本院斟酌上情,認原告請求平均分配剩餘財產之差額,顯失公平,應予酌減其分配額為16分之7 。
(七)綜上,依兩造剩餘財產之差額為0000000 元,及原告得請求被告給付兩造剩餘財產差額之分配額為16分之7 計算,原告得請求被告給付兩造剩餘財產差額,應為0000000 元(小數點以下四捨五入)。從而,原告依剩餘財產分配請求權,請求被告給付0000000 元及自起訴狀繕本送達翌日(即96年11月28日)起至清償日止,按週年利率百分之5計算之法定遲延利息,為有理由,應予准許;原告逾此部分之其餘請求,則非正當,應予駁回。
(八)兩造分別陳明願供擔保請准宣告假執行及免為假執行,就原告勝訴部分,並無不合,爰分別酌定相當擔保金額准許之。

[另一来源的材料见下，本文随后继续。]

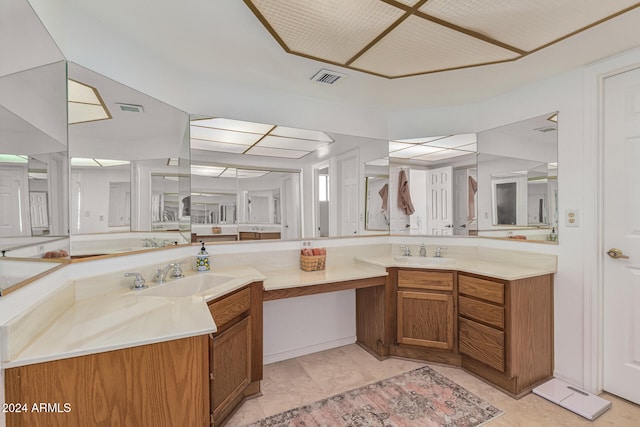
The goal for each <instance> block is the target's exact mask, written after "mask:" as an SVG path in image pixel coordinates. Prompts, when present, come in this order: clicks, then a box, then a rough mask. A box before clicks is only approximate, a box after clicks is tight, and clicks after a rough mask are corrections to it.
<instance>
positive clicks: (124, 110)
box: [116, 102, 144, 113]
mask: <svg viewBox="0 0 640 427" xmlns="http://www.w3.org/2000/svg"><path fill="white" fill-rule="evenodd" d="M116 104H118V107H120V109H121V110H122V111H126V112H128V113H143V112H144V108H142V105H135V104H123V103H120V102H116Z"/></svg>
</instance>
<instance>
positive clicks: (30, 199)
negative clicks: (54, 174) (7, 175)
mask: <svg viewBox="0 0 640 427" xmlns="http://www.w3.org/2000/svg"><path fill="white" fill-rule="evenodd" d="M29 206H30V208H31V228H32V229H36V228H37V229H46V228H49V207H48V205H47V193H46V191H31V192H30V193H29Z"/></svg>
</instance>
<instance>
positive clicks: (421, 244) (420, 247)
mask: <svg viewBox="0 0 640 427" xmlns="http://www.w3.org/2000/svg"><path fill="white" fill-rule="evenodd" d="M420 256H427V248H425V246H424V243H423V244H421V245H420Z"/></svg>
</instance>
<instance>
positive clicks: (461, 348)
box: [458, 318, 505, 372]
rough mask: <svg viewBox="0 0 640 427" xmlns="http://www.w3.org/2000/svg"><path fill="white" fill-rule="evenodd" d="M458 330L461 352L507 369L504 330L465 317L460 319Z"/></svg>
mask: <svg viewBox="0 0 640 427" xmlns="http://www.w3.org/2000/svg"><path fill="white" fill-rule="evenodd" d="M458 331H459V348H460V353H462V354H466V355H467V356H470V357H473V358H474V359H476V360H477V361H479V362H482V363H484V364H485V365H488V366H491V367H492V368H495V369H497V370H498V371H500V372H504V371H505V363H504V332H502V331H499V330H497V329H494V328H491V327H489V326H485V325H481V324H479V323H476V322H474V321H472V320H467V319H464V318H460V319H459V323H458Z"/></svg>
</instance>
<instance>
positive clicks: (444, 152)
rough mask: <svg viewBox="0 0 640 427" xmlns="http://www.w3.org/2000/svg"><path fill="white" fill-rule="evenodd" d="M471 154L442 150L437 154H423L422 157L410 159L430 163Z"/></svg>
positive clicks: (449, 150)
mask: <svg viewBox="0 0 640 427" xmlns="http://www.w3.org/2000/svg"><path fill="white" fill-rule="evenodd" d="M468 154H471V153H470V152H468V151H460V150H442V151H438V152H437V153H431V154H425V155H423V156H416V157H412V159H417V160H427V161H430V162H435V161H436V160H443V159H450V158H453V157H459V156H466V155H468Z"/></svg>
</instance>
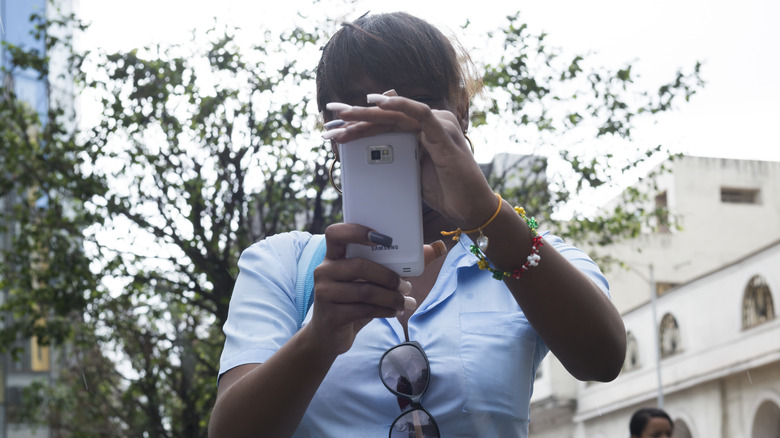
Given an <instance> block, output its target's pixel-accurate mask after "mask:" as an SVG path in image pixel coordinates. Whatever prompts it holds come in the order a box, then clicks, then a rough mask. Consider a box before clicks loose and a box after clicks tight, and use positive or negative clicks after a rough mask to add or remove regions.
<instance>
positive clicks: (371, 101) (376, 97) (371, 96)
mask: <svg viewBox="0 0 780 438" xmlns="http://www.w3.org/2000/svg"><path fill="white" fill-rule="evenodd" d="M387 99H389V97H387V96H385V95H383V94H376V93H371V94H369V95H367V96H366V102H368V103H382V102H384V101H386V100H387Z"/></svg>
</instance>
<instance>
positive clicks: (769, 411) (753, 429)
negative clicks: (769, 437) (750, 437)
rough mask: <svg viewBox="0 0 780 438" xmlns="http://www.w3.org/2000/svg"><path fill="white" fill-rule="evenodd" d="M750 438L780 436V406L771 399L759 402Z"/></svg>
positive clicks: (750, 435) (761, 437)
mask: <svg viewBox="0 0 780 438" xmlns="http://www.w3.org/2000/svg"><path fill="white" fill-rule="evenodd" d="M750 436H751V437H752V438H763V437H768V436H780V408H779V407H777V405H776V404H775V403H774V402H772V401H769V400H767V401H765V402H763V403H761V406H759V408H758V411H757V412H756V416H755V418H753V432H752V433H751V434H750Z"/></svg>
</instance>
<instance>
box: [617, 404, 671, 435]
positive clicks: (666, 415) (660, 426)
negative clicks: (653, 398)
mask: <svg viewBox="0 0 780 438" xmlns="http://www.w3.org/2000/svg"><path fill="white" fill-rule="evenodd" d="M628 430H629V431H630V432H631V438H671V437H672V432H673V431H674V422H672V418H671V417H669V414H667V413H666V412H664V411H662V410H661V409H655V408H643V409H640V410H638V411H636V412H634V415H633V416H632V417H631V422H630V423H629V425H628Z"/></svg>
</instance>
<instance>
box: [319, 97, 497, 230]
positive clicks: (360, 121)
mask: <svg viewBox="0 0 780 438" xmlns="http://www.w3.org/2000/svg"><path fill="white" fill-rule="evenodd" d="M368 102H369V103H375V104H376V107H360V106H348V105H344V104H329V109H331V110H334V111H336V112H337V113H338V116H339V117H340V118H341V119H342V120H344V121H345V122H347V124H345V125H344V127H342V128H338V129H334V130H332V131H329V132H328V135H327V136H326V137H327V138H330V139H333V140H334V141H336V142H338V143H342V144H343V143H347V142H350V141H353V140H357V139H359V138H363V137H368V136H373V135H378V134H382V133H386V132H394V131H395V132H413V133H416V134H417V138H418V140H419V141H420V144H421V146H422V147H423V149H424V153H423V155H422V186H423V199H425V201H426V202H427V203H428V205H430V206H431V207H432V208H433V209H435V210H436V211H438V212H439V213H441V214H442V215H443V216H444V217H445V218H447V219H448V220H450V221H451V222H453V223H454V224H456V225H457V226H459V227H461V228H463V229H469V228H474V227H476V226H479V224H481V223H483V222H484V221H485V219H487V218H488V217H489V216H490V213H491V212H493V211H495V208H496V205H495V202H496V201H495V196H493V194H492V190H491V189H490V186H489V185H488V183H487V181H486V180H485V177H484V175H483V174H482V170H481V169H480V168H479V165H478V164H477V162H476V160H475V159H474V155H473V153H472V152H471V149H470V148H469V144H468V141H467V140H466V137H465V136H464V134H463V128H462V126H461V123H460V122H459V121H458V119H457V117H456V116H455V114H453V113H452V112H451V111H448V110H440V109H431V108H430V107H429V106H428V105H426V104H425V103H422V102H417V101H415V100H412V99H408V98H405V97H400V96H387V95H381V94H369V95H368Z"/></svg>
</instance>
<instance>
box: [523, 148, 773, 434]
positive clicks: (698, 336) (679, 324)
mask: <svg viewBox="0 0 780 438" xmlns="http://www.w3.org/2000/svg"><path fill="white" fill-rule="evenodd" d="M671 169H672V170H671V172H670V173H668V174H665V175H664V176H663V177H662V178H661V179H660V180H659V182H658V186H657V189H656V190H657V192H656V196H655V198H654V201H655V202H656V205H657V206H664V205H665V206H666V207H667V208H668V210H669V214H670V215H671V217H672V219H673V221H676V222H677V223H678V224H679V226H680V229H676V228H675V227H670V229H666V228H664V227H660V228H659V229H658V230H653V231H652V232H651V231H648V232H647V233H645V234H643V235H642V236H640V237H639V238H638V239H635V240H634V241H629V242H623V243H621V244H619V245H615V246H614V247H611V248H609V249H608V250H609V255H610V256H612V257H614V258H616V259H618V260H621V261H624V262H625V263H626V264H627V266H628V268H627V269H621V268H614V269H612V270H611V271H609V272H608V273H607V278H608V279H609V281H610V284H611V292H612V296H613V302H614V303H615V304H616V305H617V306H618V309H619V310H620V311H621V313H622V314H623V317H624V323H625V326H626V332H627V339H628V354H627V358H626V363H625V365H624V369H623V371H622V372H621V374H620V376H619V377H618V378H617V379H616V380H615V381H613V382H610V383H606V384H602V383H592V382H587V383H583V382H577V381H576V380H574V379H573V378H571V377H570V376H569V375H568V373H566V371H565V370H564V369H563V367H562V366H561V365H560V363H559V362H558V361H557V360H556V359H555V358H554V357H548V358H547V359H545V361H544V362H543V364H542V366H541V370H540V375H539V377H538V379H537V382H536V385H535V386H534V397H533V399H532V408H531V409H532V412H531V434H530V435H531V436H532V437H535V438H537V437H556V438H561V437H575V438H612V437H628V436H629V433H628V422H629V419H630V417H631V415H632V414H633V412H634V411H635V410H636V409H638V408H640V407H647V406H658V405H659V404H660V405H662V407H663V409H664V410H666V411H667V412H668V413H669V414H670V415H671V417H672V418H673V419H674V420H675V424H676V428H675V437H676V438H687V437H694V438H697V437H708V438H711V437H713V438H719V437H723V438H740V437H745V438H778V437H780V318H777V316H776V308H777V307H776V306H777V303H778V300H780V163H778V162H761V161H746V160H722V159H716V158H698V157H683V158H681V159H679V160H676V161H675V162H674V163H673V164H672V165H671ZM601 252H602V253H604V251H603V250H602V251H601ZM594 354H598V352H597V351H595V352H594Z"/></svg>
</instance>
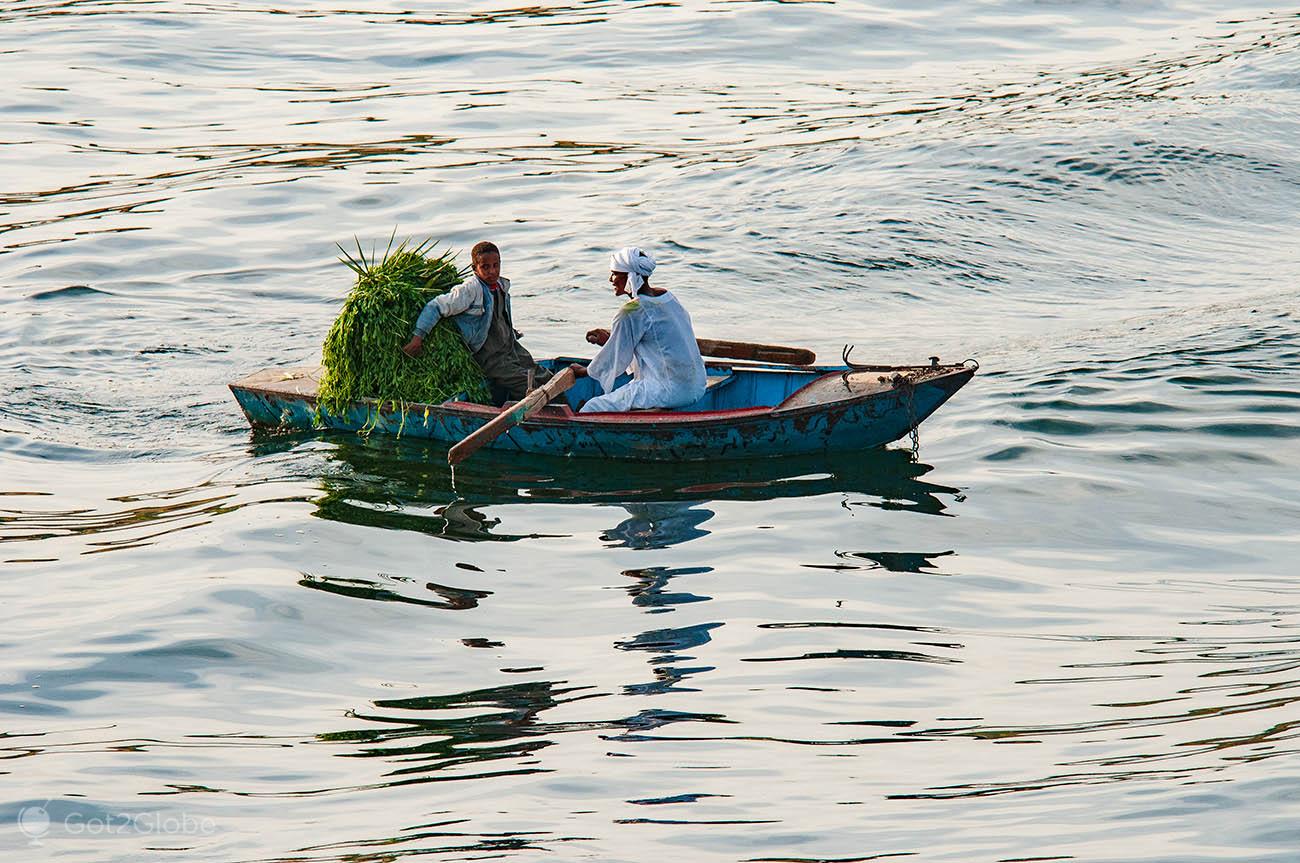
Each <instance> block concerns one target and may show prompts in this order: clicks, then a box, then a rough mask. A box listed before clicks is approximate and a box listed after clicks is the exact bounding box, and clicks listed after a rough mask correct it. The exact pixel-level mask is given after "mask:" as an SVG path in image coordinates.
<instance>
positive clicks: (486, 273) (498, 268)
mask: <svg viewBox="0 0 1300 863" xmlns="http://www.w3.org/2000/svg"><path fill="white" fill-rule="evenodd" d="M474 276H477V277H478V278H481V279H482V281H484V282H486V283H487V285H495V283H497V281H498V279H499V278H500V255H497V253H495V252H486V253H485V255H480V256H478V257H476V259H474Z"/></svg>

至原告敗訴部分,其假執行之聲請,已失所附麗,併予駁回。
(九)本件判決事實已臻明確,兩造其餘攻擊防禦方法,於本院判決無影響,不另論述,併此敘明。
四、據上論結,本件原告之訴為一部有理由,一部無理由,爰依民事訴訟法第79條、第390 條第2 項、第392 條判決如主文。
中 華 民 國 99 年 10 月 29 日
家事法庭法 官 葉靜芳以上正本係照原本作成如對本判決上訴,須於判決送達後20日內向本院提出上訴狀。如委任律師提起上訴者,應一併繳納上訴審裁判費。